During the Christmas break three suspected poachers were shot in Bwabwata National Park and the Chinese government announced a ban on the trade in ivory. Clearly, the illegal trade in wildlife products is going to set much of NACSO’s agenda in 2017.
While elephants and rhinos top the news in Namibia, other iconic species such as giraffes are equally endangered. According to some sources, the world’s tallest animal is at risk of extinction after suffering a devastating decline in numbers, with nearly 40% of giraffes lost in the last 30 years, according to the latest ‘red list’ analysis. The list, compiled by the International Union for the Conservation of Nature (IUCN), found the giraffe population had plummeted from about 157,000 to 97,500 over the last 30 years and in consequence the species has jumped two IUCN categories from “least concern” to “vulnerable”. As the human population in Africa rises, habitat loss from farming and deforestation, illegal hunting and the impact of civil wars may be pushing giraffes towards extinction.

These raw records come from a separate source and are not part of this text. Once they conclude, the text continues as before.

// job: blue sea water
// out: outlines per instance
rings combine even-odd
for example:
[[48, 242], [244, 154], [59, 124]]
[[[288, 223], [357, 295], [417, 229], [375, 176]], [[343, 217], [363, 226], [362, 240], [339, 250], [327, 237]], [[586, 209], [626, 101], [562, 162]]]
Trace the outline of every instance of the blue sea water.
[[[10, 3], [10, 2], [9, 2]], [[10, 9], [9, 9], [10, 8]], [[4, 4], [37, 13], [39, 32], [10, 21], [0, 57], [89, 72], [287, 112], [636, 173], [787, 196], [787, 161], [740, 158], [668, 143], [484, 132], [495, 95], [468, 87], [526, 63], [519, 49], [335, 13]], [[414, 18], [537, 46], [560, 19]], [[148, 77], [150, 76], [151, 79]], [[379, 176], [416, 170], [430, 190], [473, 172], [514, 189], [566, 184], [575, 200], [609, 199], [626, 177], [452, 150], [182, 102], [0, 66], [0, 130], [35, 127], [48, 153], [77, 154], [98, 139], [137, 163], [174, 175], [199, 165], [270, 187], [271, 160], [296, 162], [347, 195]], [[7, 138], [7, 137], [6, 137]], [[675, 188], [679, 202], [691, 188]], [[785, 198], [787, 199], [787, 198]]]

Namibia is the only country in Africa which bucks the trend. Here, the giraffe population is expanding. It’s a direction that the founding Director of the Giraffe Conservation Foundation, Julian Fennessy, would dearly love to see followed throughout Africa.
Fennessy gave a short talk to NACSO late last year, as part of the Natural Resources Working Group’s ‘Information Day’, when conservationists met and exchanged views. In the coming weeks, we will share some of the insights offered by Namibia’s conservationists on this page.
Conservation is not only a wish to see iconic species survive, it is about hard science. Fennessy set out the situation for giraffe populations across Africa, and it’s a bleak picture. Giraffes are killed for meat and for bone carvings, but the greatest problem is lack of habitat as humans expand their farmland, towns and infrastructure.
More than a tenth of Africa’s giraffes are found in Namibia: around 12,000 – almost half of them in Kunene. You can spot them on communal land, private farms, and in national parks. Although giraffes have been part of our heritage for thousands of years (you can find engravings of them at Twyfelfontein), we are only beginning to understand these gentle giants.
Researchers previously split giraffes into several subspecies on the basis of their coat patterns and their geographical location. However, genetic analysis reveals that giraffes are divided into four distinct species that do not interbreed in the wild.
Axel Janke, a geneticist at Goethe University in Frankfurt, Germany, worked on the study. “It was an amazing finding,” he says. He notes that giraffes are highly mobile, wide-ranging animals that would have many chances to interbreed in the wild: “The million-dollar question is what kept them apart in the past.” Janke speculates that rivers or other physical barriers kept populations separate long enough for new species to arise.
Most of the giraffes found in Namibia are the ‘Angolan Giraffe’ species. More endangered are the Reticulated and Masai Giraffes found in Kenya and southern Sudan, and the Northern Giraffe spread thinly across north Africa between the Congo Basin and the Sahara Desert.
Fennessy is co-chair of the IUCN’s giraffe and okapi specialist group. In his words: “Whilst giraffes are commonly seen on safari, in the media and in zoos, people – including conservationists – are unaware that these majestic animals are undergoing a silent extinction. It is time that we stick our neck out for the giraffe before it is too late.”